Sigourn
uooh afficionado
- Joined
- Feb 6, 2016
- Messages
- 5,662
I always felt from the way people described DS that Gothic 2 with Night of the Raven expansion was similar to it and was something like our (PC) version of that type of thing except you could save whenever you wanted, like a real man. Is there any truth to this?
It has similarities. Both games prioritize equipment progression over level progression. Both games also emphasize the fact that, with enough skill, you can make do without stats or equipment, but only the really, really good players can pull this off. And the combat is absolutely brutal in both games, but Dark Souls is simply much more fun IMO.

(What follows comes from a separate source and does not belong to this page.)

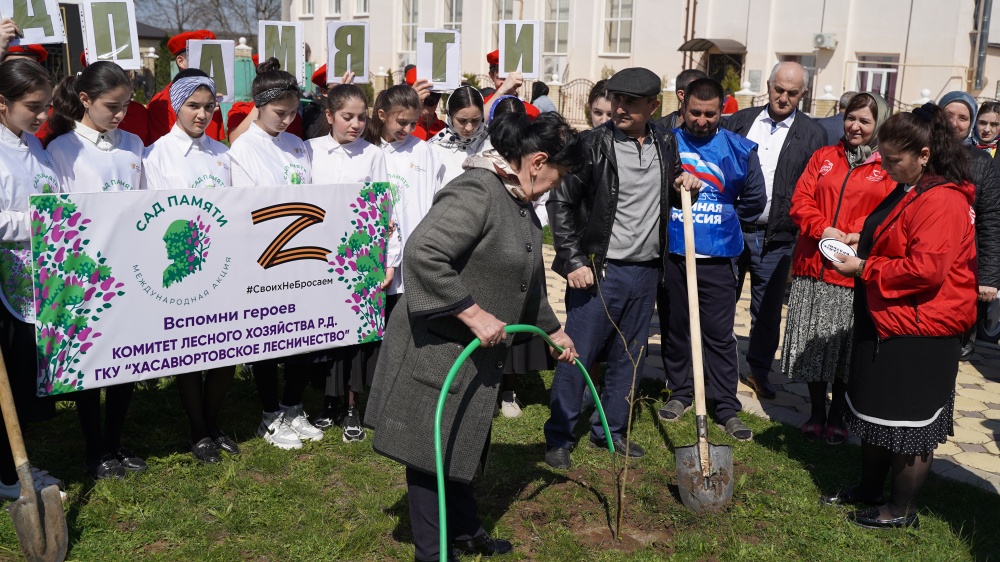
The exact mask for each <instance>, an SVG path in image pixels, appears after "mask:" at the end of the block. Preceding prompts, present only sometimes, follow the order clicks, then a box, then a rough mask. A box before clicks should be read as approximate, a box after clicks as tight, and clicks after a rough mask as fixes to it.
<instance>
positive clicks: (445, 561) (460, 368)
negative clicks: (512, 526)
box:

Gothic II doesn't let you grind, and Dark Souls most definitely does. Then there's also the saving system of Dark Souls. The big difference compared to Vagrant Story is that, in Vagrant Story, you knew the next save point wasn't particularly far away from you. And the enemies weren't as brutal. In Dark Souls, you can die easily and the bonfires are spread fairly apart from each other. This makes it a much, MUCH more tough and exciting experience.
I suppose you could say Gothic II NotR is "like Dark Souls, but in PC", but only if you ignore most of the things that make Dark Souls great. Gothic II is great for a lot of other things, like how level progression works and how you are gated by enemies you can't outlevel. Imagine if Dark Souls didn't let you grind. It would be a bore: once you kill enemies, they never respawn, and the way is clear until you kill a new boss, and repeat. It takes the fun out of the game because you won't die anywhere near as often (anyone can kill a single enemy, but killing 20 isn't that easy), just like how Gothic would be boring if you could grind lower level enemies.